Environment.setBackgroundImage(asset(someImage));

And, to pull it all together, here’s how I dynamically set my background image and audio based on which environment the user selects, using Recompose’s withState and withHandlers functions:

// providers/withStateAndHandlers.js
import React from "react";
import { withState, withHandlers, compose } from "recompose";
import { Environment, asset, NativeModules } from "react-360";
const { AudioModule } = NativeModules;
import { zens } from "../consts";

const withStateAndHandlers = compose(
    withState("selectedZen", "zenClicked", 4),
    withHandlers({
        zenClicked: (props) => (id, evt) => {
            Environment.setBackgroundImage(asset(zens[id - 1].image));
            if (zens[id - 1].audio !== null && zens[id - 1].audio !== undefined) {
                AudioModule.playEnvironmental({
                    source: asset(zens[id - 1].audio),
                    volume: 0.3,
                });
            } else {
                AudioModule.stopEnvironmental();
            }
            props.zenClicked(selectedZen => id);
        }
    }),
)

export default withStateAndHandlers;

Styling the app

React 360, like React VR, uses Flexbox to easily adapt the application’s layout to any display, whether it be a laptop’s web browser or a phone screen or a VR headset. However, for parts of the application mounted to a location — like MeditationApp in my case — React 360 switches from Flexbox layout to a three-dimensional, meter based coordinate system. That’s why you see this code in my index.js:

// index.js

// other code goes here
const MeditationApp = withAppContext(() => (
    <View style={{
      transform: [{ translate: [0, 0, -2] }]
    }}>
      <AppContent />
    </View>
));
// other code goes here

The values passed into transform are x, y, and z, in that order. x represents the orientation of an object to the right of the user; y represents the orientation upwards or downwards, and z represents the perceived distance away from the user.

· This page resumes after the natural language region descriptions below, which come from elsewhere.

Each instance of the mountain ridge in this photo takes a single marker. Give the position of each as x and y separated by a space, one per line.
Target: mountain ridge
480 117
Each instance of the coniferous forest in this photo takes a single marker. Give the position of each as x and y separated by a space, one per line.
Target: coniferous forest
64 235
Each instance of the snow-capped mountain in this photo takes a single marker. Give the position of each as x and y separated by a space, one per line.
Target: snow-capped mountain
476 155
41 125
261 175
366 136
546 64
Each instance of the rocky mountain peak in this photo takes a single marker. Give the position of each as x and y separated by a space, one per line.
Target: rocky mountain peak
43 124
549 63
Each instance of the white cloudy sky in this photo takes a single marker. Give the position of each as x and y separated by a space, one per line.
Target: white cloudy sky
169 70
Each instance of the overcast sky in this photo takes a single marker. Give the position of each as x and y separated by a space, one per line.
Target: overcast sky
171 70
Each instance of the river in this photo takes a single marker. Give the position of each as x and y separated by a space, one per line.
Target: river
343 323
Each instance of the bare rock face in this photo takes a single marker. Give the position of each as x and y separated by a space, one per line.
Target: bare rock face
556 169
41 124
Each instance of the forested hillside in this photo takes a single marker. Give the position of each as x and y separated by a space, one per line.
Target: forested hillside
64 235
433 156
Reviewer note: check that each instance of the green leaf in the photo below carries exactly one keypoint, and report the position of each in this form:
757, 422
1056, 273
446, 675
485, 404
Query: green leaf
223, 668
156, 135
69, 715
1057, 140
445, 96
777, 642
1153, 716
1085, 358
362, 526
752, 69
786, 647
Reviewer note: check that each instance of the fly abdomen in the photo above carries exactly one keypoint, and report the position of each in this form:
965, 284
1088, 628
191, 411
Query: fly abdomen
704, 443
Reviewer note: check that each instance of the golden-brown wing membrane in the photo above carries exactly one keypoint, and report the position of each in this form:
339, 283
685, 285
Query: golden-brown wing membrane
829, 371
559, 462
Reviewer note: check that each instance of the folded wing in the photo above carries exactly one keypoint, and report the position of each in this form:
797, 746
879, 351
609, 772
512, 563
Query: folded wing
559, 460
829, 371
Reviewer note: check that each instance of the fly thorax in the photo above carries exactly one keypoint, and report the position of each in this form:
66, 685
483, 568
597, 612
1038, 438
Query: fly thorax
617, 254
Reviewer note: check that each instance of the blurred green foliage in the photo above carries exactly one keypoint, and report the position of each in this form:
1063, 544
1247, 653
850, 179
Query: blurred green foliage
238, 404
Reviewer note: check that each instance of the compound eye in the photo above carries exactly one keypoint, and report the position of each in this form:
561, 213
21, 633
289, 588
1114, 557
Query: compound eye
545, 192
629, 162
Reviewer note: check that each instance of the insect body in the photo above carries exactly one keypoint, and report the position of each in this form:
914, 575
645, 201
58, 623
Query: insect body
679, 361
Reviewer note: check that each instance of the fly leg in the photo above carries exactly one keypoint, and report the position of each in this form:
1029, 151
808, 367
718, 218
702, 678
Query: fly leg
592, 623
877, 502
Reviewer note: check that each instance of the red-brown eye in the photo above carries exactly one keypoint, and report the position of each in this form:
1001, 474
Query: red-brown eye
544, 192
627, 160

In the example above, the View should be in the center and 2 perceived meters ahead of the user.

Transforms are all positioned relative to their parents.

Practices that worked well for me

StyleSheets

We get StyleSheet from react-native, basically, which allows us to use JavaScript to pass styling attributes to our React components. As an example:

// scenes/home-environment/components/zen-button/style.js
import { StyleSheet } from "react-360";

export default StyleSheet.create({
    text: {
        backgroundColor: "#29ECCE",
        textAlign: "center",
        color: "white",
        marginTop: 30  
    }
})

Here, we create and export a StyleSheet object that allows us to reference styles in a terse, DRY manner in our component itself:

// scenes/home-environment/components/zen-button/index.js
import React from "react";
import { BaseButton } from "../../../../components";
import style from "./style";

const ZenButton = ({ text, buttonClick, selectedZen }) => {
  return (
    <BaseButton
      text={text}
      selectedZen={selectedZen}
      buttonClick={buttonClick}
      textStyle={style.text}
    />
  )
}

export default ZenButton;

State management

Because, at the end of the day, this is still just React, you can approach handling state in the same way you would in a typical React application: Redux, Recompose, Mobx, etc. I chose to use Recompose because I love how it allows me to build functional components. I wrote some posts about Recompose in the context of React VR, which you can find here and here. I did not need to change anything about my state management approach when porting my application from React VR over to React 360.

Debugging React 360

When you Inspect Element, you”ll see that React 360 bundles all its files into one giant blob that isn”t super easy to grok. Fortunately, because it supports sourcemaps, we can still access the original files, use debugger, etc.